Detroit's Digital Divide Not Due to Race
Prof. Wayne Baker finds disparities in income, education and age are key factors.
ANN ARBOR, Mich. The digital divide in the Detroit areaone of the most racially segregated regions in the countryis based not on race but disparities in income, say University of Michigan researchers.
"African Americans are not significantly less likely than others to use a computer," said Wayne Baker, professor of management and organizations at the Michigan Business School and faculty associate at the U-M Institute for Social Research (ISR). "Moreover, race does not predict either the number of computers used at home or the frequency of computer use. While some analysts of the digital divide might expect otherwise, race appears not to be the crucial variable in structuring Detroit's digital divide."
Using data from the 2003 Detroit Area Study, Baker and colleague Kenneth Coleman, an ISR faculty associate in the Center for Political Studies, found that 75 percent of residents in Wayne, Macomb and Oakland counties use a computer and 68 percent use the Internet.
The researchers found that computer and Internet usage has a positive impact on social interaction. For example, users of e-mail are nearly three times as likely to visit the home of someone from a different neighborhood and 1.5 times as likely to socialize with someone of a different race.

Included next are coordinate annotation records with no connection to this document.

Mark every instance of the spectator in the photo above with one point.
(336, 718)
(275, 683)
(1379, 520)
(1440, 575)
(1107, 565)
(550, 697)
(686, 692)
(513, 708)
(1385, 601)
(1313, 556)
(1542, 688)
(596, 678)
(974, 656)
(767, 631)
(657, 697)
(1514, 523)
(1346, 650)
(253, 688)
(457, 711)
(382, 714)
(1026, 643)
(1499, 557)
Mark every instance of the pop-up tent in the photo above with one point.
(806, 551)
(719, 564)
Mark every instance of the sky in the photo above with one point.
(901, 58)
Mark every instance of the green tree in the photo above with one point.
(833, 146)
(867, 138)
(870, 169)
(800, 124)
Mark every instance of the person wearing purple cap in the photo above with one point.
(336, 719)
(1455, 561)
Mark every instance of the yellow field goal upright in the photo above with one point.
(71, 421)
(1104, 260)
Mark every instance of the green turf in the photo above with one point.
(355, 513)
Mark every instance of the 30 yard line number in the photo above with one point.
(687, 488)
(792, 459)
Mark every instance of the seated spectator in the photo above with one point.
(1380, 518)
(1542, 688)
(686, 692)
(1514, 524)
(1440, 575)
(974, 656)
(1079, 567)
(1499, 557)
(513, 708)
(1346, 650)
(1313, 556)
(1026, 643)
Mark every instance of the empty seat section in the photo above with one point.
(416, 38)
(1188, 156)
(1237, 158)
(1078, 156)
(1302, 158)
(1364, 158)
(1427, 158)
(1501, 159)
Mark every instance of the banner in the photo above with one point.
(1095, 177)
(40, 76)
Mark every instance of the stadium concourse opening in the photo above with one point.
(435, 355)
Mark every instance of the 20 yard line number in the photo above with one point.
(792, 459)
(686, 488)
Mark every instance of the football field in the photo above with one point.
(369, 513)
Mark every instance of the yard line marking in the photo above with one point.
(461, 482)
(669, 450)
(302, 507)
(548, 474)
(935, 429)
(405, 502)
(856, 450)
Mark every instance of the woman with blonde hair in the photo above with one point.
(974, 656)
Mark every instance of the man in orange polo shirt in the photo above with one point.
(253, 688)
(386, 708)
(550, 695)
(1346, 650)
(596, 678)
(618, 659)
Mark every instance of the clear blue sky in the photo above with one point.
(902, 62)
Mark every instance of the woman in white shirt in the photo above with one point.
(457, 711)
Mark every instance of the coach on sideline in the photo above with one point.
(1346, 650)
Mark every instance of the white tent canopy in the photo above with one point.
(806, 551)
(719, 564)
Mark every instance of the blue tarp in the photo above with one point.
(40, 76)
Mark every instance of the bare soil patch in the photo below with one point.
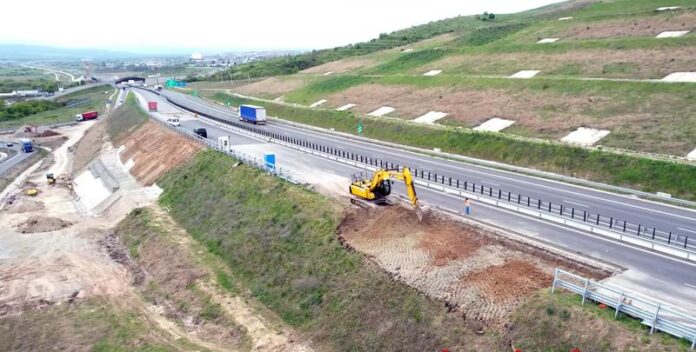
(482, 276)
(39, 223)
(342, 66)
(155, 150)
(647, 26)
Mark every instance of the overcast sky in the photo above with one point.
(206, 25)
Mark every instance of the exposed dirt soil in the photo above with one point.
(648, 26)
(156, 151)
(481, 275)
(38, 223)
(342, 66)
(271, 87)
(634, 63)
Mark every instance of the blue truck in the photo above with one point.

"This suggests that the new information and communication technologies may help to overcome the barriers of race and space, even in an urban system that is as severely segregated as the Detroit region," Baker said. "In contrast, the 'old' communication technologies (like telephones) do not appear to have an influence."
According to the study, 67 percent of African Americans (compared with 78 percent of whites and other groups) use a computer and 53 percent use the Internet (compared with 73 percent of whites and other groups). Both of the percentages for computer and Internet use are above the national averages of 56 percent and 40 percent, respectively, for African Americans.
Income, however, is the single biggest predictor of computer and Internet usage in the Detroit area, the researchers say.
"From the lowest income category of under $20,000 through the highest of more than $50,000, the growth in computer and Internet usage is quite dramatic," Coleman said. "More than three times as many in the highest income group connect to the Internet, compared to those in the lowest group."
Among those earning less than $20,000, roughly 35 percent use a computer and 23 percent use the Internet, while among those making at least $50,000, more than 80 percent use a computer and the Internet, the study shows.
Like income, education plays a significant role in contributing to the digital divide, the researchers say. More than 90 percent of college graduates use a computer and the Internet, while only about 40 percent of those without a high school diploma use either. A little more than half of high school graduates use a computer and just under half use the Internet.
Perhaps not surprisingly, about 83 percent of metro Detroiters ages 18-54 use a computer and roughly 80 percent of this group use the Internet. On the other hand, a much smaller 53 percent of those 55 and older use a computer and only 40 percent of this older age group use the Internet.
Baker and Coleman also analyzed 10 different Internet activities of Detroit-area computer Web users and found few significant differences among African Americans and other Internet users or between Detroit and suburban residents.
They did find, however, that African Americans are four times more likely to use the Internet to look for a new job or to explore career opportunities and five times more likely to use it to interactively discuss political and social issues. But African Americans are less likely than whites and others to participate in online chat rooms.
"These findings about African Americans using the Internet for employment and career searches suggest that the Internet may be a means to overcome racial and residential barriers," Coleman said.
This pattern of usage, the researchers say, is crucial in an area that lacks an effective public transportation system to connect the suburbs with the inner city.
"Knowing where the jobs are is essential to pursuing jobs," Baker said. "A significant part of social exclusion is employment-based. The Internet appears already, in metropolitan Detroit, to be affording a tool with which to attack this dimension of social exclusion."